We fabricated a microfluidic chip (MPA-Chip) containing arrays of micropillars with different geometries (lozenge, rectangle, circle, and triangle). We conducted numerical simulations to compare velocity and pressure profiles inside the micropillar arrays. Also, we experimentally evaluated the capture efficiency and purity of the geometries using breast and prostate cancer cell lines as well as a blood sample.

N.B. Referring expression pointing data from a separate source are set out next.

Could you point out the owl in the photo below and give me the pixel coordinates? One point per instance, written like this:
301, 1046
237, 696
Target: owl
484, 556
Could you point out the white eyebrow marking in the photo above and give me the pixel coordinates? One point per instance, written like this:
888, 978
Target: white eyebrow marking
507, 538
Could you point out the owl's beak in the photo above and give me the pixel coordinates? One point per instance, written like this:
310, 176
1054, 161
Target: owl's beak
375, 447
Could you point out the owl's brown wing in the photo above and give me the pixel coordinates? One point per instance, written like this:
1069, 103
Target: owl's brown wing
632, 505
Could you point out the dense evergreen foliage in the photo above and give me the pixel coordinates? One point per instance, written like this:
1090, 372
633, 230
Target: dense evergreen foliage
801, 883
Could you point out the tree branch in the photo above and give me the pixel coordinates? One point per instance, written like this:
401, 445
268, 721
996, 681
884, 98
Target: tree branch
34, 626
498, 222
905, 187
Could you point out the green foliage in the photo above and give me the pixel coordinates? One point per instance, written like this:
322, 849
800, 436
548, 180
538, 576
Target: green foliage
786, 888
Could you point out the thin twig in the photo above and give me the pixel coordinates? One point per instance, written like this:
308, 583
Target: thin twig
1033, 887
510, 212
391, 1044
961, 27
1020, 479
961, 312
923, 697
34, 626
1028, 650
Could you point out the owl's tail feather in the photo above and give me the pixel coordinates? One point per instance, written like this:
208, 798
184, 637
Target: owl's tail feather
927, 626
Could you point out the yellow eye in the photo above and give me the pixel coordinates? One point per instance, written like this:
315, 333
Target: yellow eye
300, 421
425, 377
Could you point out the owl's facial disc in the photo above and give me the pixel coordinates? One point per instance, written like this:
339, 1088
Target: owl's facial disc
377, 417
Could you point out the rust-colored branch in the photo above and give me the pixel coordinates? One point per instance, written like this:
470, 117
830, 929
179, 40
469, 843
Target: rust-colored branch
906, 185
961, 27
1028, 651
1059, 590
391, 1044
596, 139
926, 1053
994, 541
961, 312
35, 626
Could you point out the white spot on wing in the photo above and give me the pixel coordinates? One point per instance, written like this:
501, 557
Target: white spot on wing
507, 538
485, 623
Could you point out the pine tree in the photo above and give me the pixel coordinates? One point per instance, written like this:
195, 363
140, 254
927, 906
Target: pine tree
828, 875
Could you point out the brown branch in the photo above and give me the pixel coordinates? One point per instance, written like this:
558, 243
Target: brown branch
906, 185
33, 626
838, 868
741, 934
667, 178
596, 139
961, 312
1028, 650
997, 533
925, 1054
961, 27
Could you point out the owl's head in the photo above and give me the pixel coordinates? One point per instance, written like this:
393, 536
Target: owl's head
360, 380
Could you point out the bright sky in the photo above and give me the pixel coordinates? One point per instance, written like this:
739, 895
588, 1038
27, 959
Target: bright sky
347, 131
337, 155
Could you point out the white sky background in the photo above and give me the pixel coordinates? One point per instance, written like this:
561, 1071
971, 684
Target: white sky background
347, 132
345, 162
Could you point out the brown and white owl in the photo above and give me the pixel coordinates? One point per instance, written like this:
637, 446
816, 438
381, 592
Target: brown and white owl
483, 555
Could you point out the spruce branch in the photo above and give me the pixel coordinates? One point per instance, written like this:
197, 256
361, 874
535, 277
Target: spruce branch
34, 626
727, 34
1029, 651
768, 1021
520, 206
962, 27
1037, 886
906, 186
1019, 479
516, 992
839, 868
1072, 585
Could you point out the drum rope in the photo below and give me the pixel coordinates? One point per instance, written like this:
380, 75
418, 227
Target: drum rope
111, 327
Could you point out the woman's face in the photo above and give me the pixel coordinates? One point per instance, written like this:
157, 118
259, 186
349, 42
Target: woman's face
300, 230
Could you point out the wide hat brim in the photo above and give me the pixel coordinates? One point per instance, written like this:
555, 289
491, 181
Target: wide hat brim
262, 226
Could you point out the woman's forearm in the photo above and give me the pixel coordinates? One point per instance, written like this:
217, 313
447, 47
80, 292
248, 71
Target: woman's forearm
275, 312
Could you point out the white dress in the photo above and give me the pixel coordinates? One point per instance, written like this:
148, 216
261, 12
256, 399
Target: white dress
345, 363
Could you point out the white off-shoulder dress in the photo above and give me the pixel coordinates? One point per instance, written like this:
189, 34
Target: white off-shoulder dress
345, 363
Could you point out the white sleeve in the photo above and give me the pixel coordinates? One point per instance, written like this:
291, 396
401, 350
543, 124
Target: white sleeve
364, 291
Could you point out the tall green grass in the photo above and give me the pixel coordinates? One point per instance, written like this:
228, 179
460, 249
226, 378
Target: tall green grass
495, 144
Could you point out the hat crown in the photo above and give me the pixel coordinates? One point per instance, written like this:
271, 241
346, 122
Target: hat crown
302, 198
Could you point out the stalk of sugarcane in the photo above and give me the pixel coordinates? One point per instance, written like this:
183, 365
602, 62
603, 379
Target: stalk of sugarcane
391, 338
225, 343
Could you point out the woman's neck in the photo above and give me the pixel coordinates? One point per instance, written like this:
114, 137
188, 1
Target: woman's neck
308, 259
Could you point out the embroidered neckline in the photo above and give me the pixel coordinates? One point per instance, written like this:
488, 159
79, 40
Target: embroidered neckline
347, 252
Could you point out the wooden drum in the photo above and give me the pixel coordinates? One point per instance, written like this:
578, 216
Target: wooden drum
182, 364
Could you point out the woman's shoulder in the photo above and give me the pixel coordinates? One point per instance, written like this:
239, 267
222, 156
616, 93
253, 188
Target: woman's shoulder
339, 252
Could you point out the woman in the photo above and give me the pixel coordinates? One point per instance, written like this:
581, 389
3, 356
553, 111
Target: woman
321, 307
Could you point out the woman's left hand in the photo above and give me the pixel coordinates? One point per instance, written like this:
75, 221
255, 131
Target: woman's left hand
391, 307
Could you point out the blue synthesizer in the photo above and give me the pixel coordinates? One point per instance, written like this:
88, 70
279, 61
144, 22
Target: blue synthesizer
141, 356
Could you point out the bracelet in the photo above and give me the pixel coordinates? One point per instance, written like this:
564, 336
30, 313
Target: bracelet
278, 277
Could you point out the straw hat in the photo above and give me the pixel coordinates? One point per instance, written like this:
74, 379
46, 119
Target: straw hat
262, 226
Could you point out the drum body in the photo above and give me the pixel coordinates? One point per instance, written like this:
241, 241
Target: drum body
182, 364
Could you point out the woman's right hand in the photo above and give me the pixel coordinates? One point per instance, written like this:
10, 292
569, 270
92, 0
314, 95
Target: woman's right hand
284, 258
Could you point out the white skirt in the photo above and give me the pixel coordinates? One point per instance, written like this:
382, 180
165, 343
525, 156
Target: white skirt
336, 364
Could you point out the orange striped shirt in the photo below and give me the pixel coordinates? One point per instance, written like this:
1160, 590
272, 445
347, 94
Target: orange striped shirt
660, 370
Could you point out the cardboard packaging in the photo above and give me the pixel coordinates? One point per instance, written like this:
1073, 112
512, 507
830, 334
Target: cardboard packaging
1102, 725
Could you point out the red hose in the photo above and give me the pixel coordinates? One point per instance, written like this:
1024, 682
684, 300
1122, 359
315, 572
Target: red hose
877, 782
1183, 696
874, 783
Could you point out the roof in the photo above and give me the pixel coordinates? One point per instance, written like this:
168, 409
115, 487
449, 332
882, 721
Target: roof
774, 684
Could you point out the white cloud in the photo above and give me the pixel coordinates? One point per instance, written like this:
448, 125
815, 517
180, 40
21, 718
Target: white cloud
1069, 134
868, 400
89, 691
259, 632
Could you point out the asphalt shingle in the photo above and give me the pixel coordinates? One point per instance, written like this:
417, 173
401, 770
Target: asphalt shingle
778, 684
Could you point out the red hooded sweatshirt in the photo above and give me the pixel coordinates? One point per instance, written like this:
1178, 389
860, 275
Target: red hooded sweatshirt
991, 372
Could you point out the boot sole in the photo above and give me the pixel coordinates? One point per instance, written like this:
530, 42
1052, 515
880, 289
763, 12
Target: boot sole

Moreover, the device’s performance was validated on 12 patients with breast cancer (BC) in different states.

Results

The lozenge geometry was selected as the most effective and optimized micropillar design for CTCs isolation, providing high capture efficiency (>85 %), purity (>90 %), and viability (97 %). Furthermore, the lozenge MPA-chip was successfully validated by the detection of CTCs from 12 breast cancer (BC) patients, with non-metastatic (median number of 6 CTCs) and metastatic (median number of 25 CTCs) diseases, showing different prognoses. Also, increasing the chemotherapy period resulted in a decrease in the number of captured CTCs from 23 to 7 for the metastatic patient. The MPA-Chip size was only 0.25 cm² and the throughput of a single chip was 0.5 ml/h, which can be increased by multiple MPA-Chips in parallel.

Conclusion

The lozenge MPA-Chip presented a novel micropillar geometry for on-chip CTC isolation, detection, and staining, and in the future, the possibilities can be extended to the culture of the CTCs.

中文翻译：

基于微柱阵列的微流控芯片，用于循环肿瘤细胞的无标记分离：最好的微柱几何形状？

介绍

来自循环肿瘤细胞 (CTC) 的数量和特征的信息对于确保适当的癌症治疗监测至关重要。目前，已经开发了多种微流控平台用于从血液中分离 CTC，但开发低成本、实用且高效的策略仍然是一个挑战。

目标

本研究旨在通过引入一种新型高效的基于微柱阵列的微流控芯片 (MPA-Chip) 从癌症患者的血液中分离 CTC，并提供预后信息和监测癌症患者的治疗效果。

方法

我们制造了一个微流控芯片 (MPA-Chip)，其中包含具有不同几何形状（菱形、矩形、圆形和三角形）的微柱阵列。我们进行了数值模拟以比较微柱阵列内的速度和压力分布。此外，我们通过实验评估了使用乳腺癌和前列腺癌细胞系以及血液样本的几何形状的捕获效率和纯度。此外，该设备的性能在不同州的 12 名乳腺癌 (BC) 患者身上得到了验证。

结果

菱形几何形状被选为最有效和优化的 CTC 分离微柱设计，提供高捕获效率 (>85%)、纯度 (>90%) 和活力 (97%)。此外，菱形 MPA 芯片通过检测来自 12 名乳腺癌 (BC) 患者的 CTC 得到成功验证，这些患者具有非转移性（6 个 CTC 的中位数）和转移性（25 个 CTC 的中位数）疾病，显示出不同的预后。此外，增加化疗时间导致转移患者捕获的 CTC 数量从 23 个减少到 7 个。MPA-Chip尺寸仅为0.25 cm ²，单个芯片的吞吐量为0.5 ml/h，可以通过多个MPA-Chip并行提高。